Yesterday morning, Luke woke me by softly pressing a kiss on my forehead.

It was the sweetest, most tender thing anyone has ever done to me, and I couldn’t handle it.

He was just saying goodbye, letting me know he was leaving, but my hummingbird wanted so badly to chase after him as he walked out of the room. Either to beg him to stay or beg him to take us with him.

But he never asked us to come.

He’s never asked if I’d like to attend one of his away games.

And I missed the last home game he had, the one after the whole Blizz thing, because I was out of town.

TheBlizz thing…

I’m so glad Dad didn’t ask any questions about what happened to me that night.

“If you’re not feeling well, you can go home.” Dad leans his elbows on the table in his office, where we’re sharing our lunch hour.

I stab my fork into a potato wedge. “I’m fine.

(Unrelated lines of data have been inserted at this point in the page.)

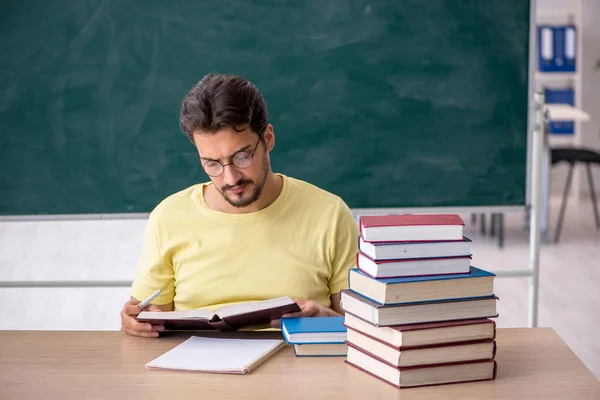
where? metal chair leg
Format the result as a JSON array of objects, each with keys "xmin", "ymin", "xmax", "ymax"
[
  {"xmin": 479, "ymin": 213, "xmax": 485, "ymax": 236},
  {"xmin": 585, "ymin": 163, "xmax": 600, "ymax": 231},
  {"xmin": 498, "ymin": 213, "xmax": 504, "ymax": 248},
  {"xmin": 554, "ymin": 163, "xmax": 575, "ymax": 243}
]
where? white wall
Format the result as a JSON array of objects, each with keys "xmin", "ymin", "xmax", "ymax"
[
  {"xmin": 0, "ymin": 0, "xmax": 600, "ymax": 329},
  {"xmin": 580, "ymin": 0, "xmax": 600, "ymax": 197},
  {"xmin": 0, "ymin": 220, "xmax": 146, "ymax": 330}
]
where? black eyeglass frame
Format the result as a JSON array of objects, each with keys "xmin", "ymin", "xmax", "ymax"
[{"xmin": 202, "ymin": 133, "xmax": 263, "ymax": 178}]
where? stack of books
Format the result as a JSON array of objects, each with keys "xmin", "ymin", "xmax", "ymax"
[{"xmin": 341, "ymin": 214, "xmax": 498, "ymax": 388}]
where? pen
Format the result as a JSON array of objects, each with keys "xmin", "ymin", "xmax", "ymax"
[{"xmin": 140, "ymin": 289, "xmax": 160, "ymax": 309}]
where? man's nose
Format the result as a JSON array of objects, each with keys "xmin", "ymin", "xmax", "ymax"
[{"xmin": 223, "ymin": 164, "xmax": 242, "ymax": 186}]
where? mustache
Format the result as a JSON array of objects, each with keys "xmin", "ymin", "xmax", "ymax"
[{"xmin": 221, "ymin": 179, "xmax": 254, "ymax": 191}]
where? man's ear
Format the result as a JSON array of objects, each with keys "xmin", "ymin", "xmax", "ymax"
[{"xmin": 263, "ymin": 124, "xmax": 275, "ymax": 152}]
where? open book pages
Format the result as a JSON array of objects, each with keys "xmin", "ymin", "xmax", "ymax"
[
  {"xmin": 137, "ymin": 296, "xmax": 294, "ymax": 320},
  {"xmin": 146, "ymin": 336, "xmax": 285, "ymax": 374}
]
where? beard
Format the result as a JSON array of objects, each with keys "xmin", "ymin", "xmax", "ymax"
[{"xmin": 219, "ymin": 157, "xmax": 269, "ymax": 208}]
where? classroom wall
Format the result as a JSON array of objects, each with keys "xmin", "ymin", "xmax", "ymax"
[
  {"xmin": 579, "ymin": 0, "xmax": 600, "ymax": 196},
  {"xmin": 0, "ymin": 219, "xmax": 146, "ymax": 330},
  {"xmin": 535, "ymin": 0, "xmax": 600, "ymax": 199},
  {"xmin": 0, "ymin": 0, "xmax": 600, "ymax": 330}
]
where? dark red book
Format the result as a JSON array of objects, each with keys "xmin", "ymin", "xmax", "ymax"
[
  {"xmin": 343, "ymin": 313, "xmax": 496, "ymax": 350},
  {"xmin": 359, "ymin": 214, "xmax": 465, "ymax": 242},
  {"xmin": 136, "ymin": 297, "xmax": 300, "ymax": 331},
  {"xmin": 346, "ymin": 329, "xmax": 496, "ymax": 367},
  {"xmin": 345, "ymin": 344, "xmax": 497, "ymax": 389}
]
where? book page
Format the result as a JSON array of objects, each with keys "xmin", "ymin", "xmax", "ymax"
[
  {"xmin": 137, "ymin": 308, "xmax": 214, "ymax": 320},
  {"xmin": 217, "ymin": 296, "xmax": 294, "ymax": 319},
  {"xmin": 146, "ymin": 336, "xmax": 284, "ymax": 374}
]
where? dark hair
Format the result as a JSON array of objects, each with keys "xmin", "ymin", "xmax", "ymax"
[{"xmin": 179, "ymin": 74, "xmax": 269, "ymax": 142}]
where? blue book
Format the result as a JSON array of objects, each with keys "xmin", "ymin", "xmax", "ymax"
[
  {"xmin": 281, "ymin": 317, "xmax": 347, "ymax": 357},
  {"xmin": 281, "ymin": 317, "xmax": 346, "ymax": 344},
  {"xmin": 348, "ymin": 266, "xmax": 496, "ymax": 305}
]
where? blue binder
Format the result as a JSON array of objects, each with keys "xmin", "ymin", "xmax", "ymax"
[
  {"xmin": 537, "ymin": 25, "xmax": 577, "ymax": 72},
  {"xmin": 544, "ymin": 88, "xmax": 575, "ymax": 135}
]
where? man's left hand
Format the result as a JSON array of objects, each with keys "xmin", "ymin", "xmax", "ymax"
[{"xmin": 271, "ymin": 299, "xmax": 340, "ymax": 329}]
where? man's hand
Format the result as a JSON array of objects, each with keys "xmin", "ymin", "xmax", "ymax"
[
  {"xmin": 271, "ymin": 299, "xmax": 340, "ymax": 328},
  {"xmin": 121, "ymin": 299, "xmax": 165, "ymax": 337}
]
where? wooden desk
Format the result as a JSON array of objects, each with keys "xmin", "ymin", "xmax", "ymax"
[{"xmin": 0, "ymin": 328, "xmax": 600, "ymax": 400}]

Just feeling sad.”

I didn’t really mean to admit that. But it’s true. And it’s nice to be truthful with Dad again.

Dad hums his understanding before asking, “Luke’s out of town again?”

I nod.

Luke is out of town again.

And I’m sad I have to wait another whole night before he comes home.

And I’m sad that tomorrow night is going to be some sort of romantic date—I just know it.

And it all makes me sad because it’s going to make me fall even more in love with Luke Anders.

And I’m not supposed to fall in love with him.

We’re only living together until we break up.

He never wanted to marry me.

He’s my husband by accident.

He’s everything I want in a partner, even if I didn’t know it.

But loving him if he doesn’t love me…?

I don’t think I can act my way through that.

I don’t think I can pretend that wouldn’t shatter my heart.